# Overview
This script generates the background vocabulary for our pilot simulations, which will be shared at SSSR in Copenhagen in July 2024. To do this we first read-in the My Sidewalks data, count how many total words are present there and then sample from other relevant language sources to generate the background vocabularies for training. This script also generates the test sets for this training condition. See each section below for more information.

In [1]:
import pandas as pd
import random

import nltk
cmuduct = nltk.corpus.cmudict.dict()
random.seed(765)

In [2]:
cmu = [word.lower() for word in cmuduct.keys() if word.isalpha()]
acbc = pd.read_csv('data/vocabulary/tidycorpus.csv')['token'].to_list()

acbc = [word.lower() for word in acbc if not isinstance(word, float)]
acbc = [word.lower() for word in acbc if word.isalpha()]

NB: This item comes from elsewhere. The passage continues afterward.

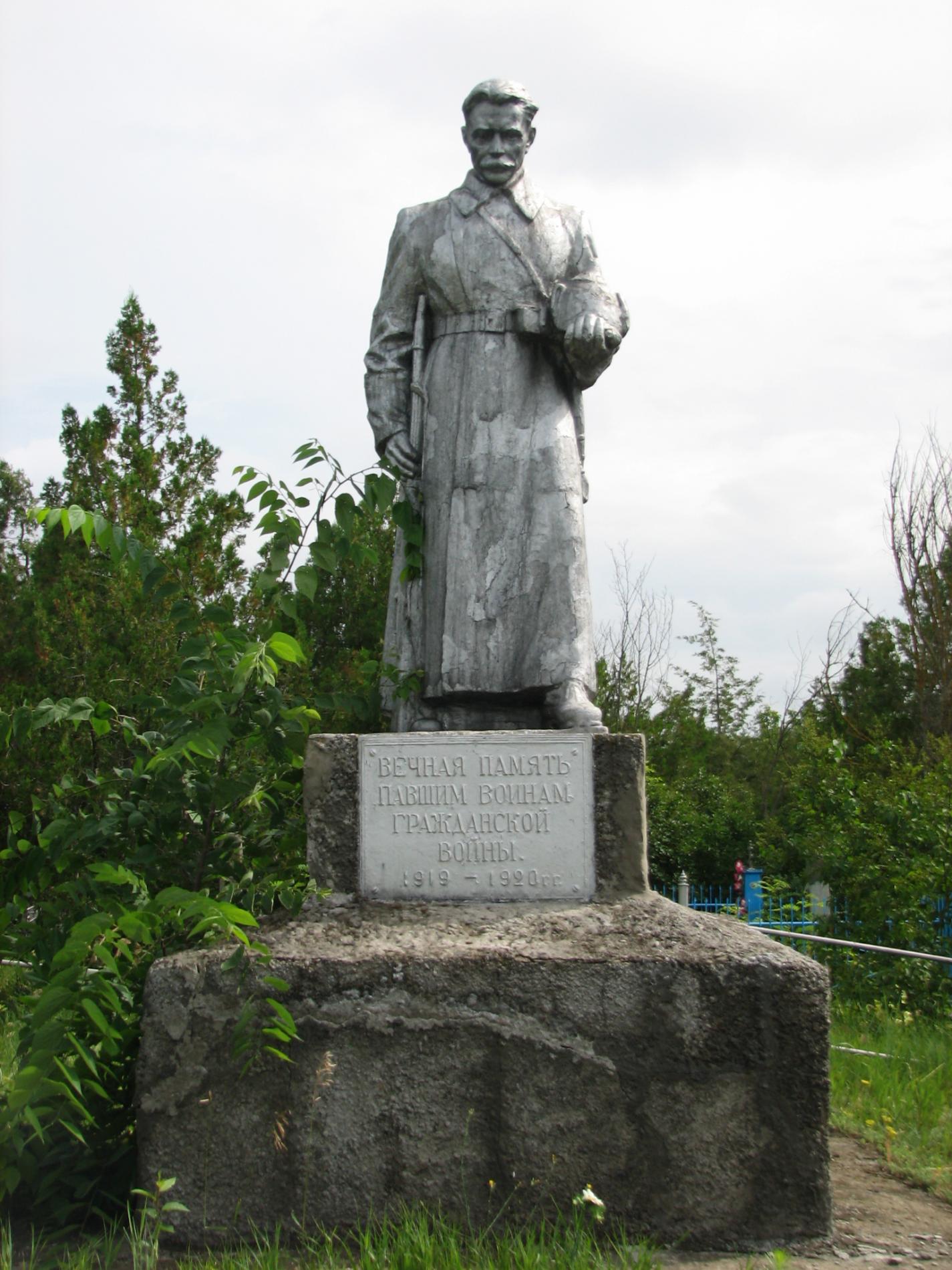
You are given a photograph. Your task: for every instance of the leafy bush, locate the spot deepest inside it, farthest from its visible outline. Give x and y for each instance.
(187, 821)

  acbc = pd.read_csv('data/vocabulary/tidycorpus.csv')['token'].to_list()


In [3]:
programs = pd.read_csv('data/combined_programs.csv')
my_sidewalks = []
trade_books = []

for i, row in programs.iterrows():
    if "Sidewalks" in row['program_name']:
        if isinstance(row.word_raw, str):
            my_sidewalks.append(row.word_raw.lower())
    if "LLI" in row["program_name"]:
        if isinstance(row.word_raw, str):
            trade_books.append(row.word_raw.lower())
            
            
my_sidewalks = [word for word in my_sidewalks if word in cmu]

In [4]:
trade_books = [word.lower() for word in trade_books if isinstance(word, str) & word.isalpha()]
trade_books = [word for word in trade_books if word in cmu]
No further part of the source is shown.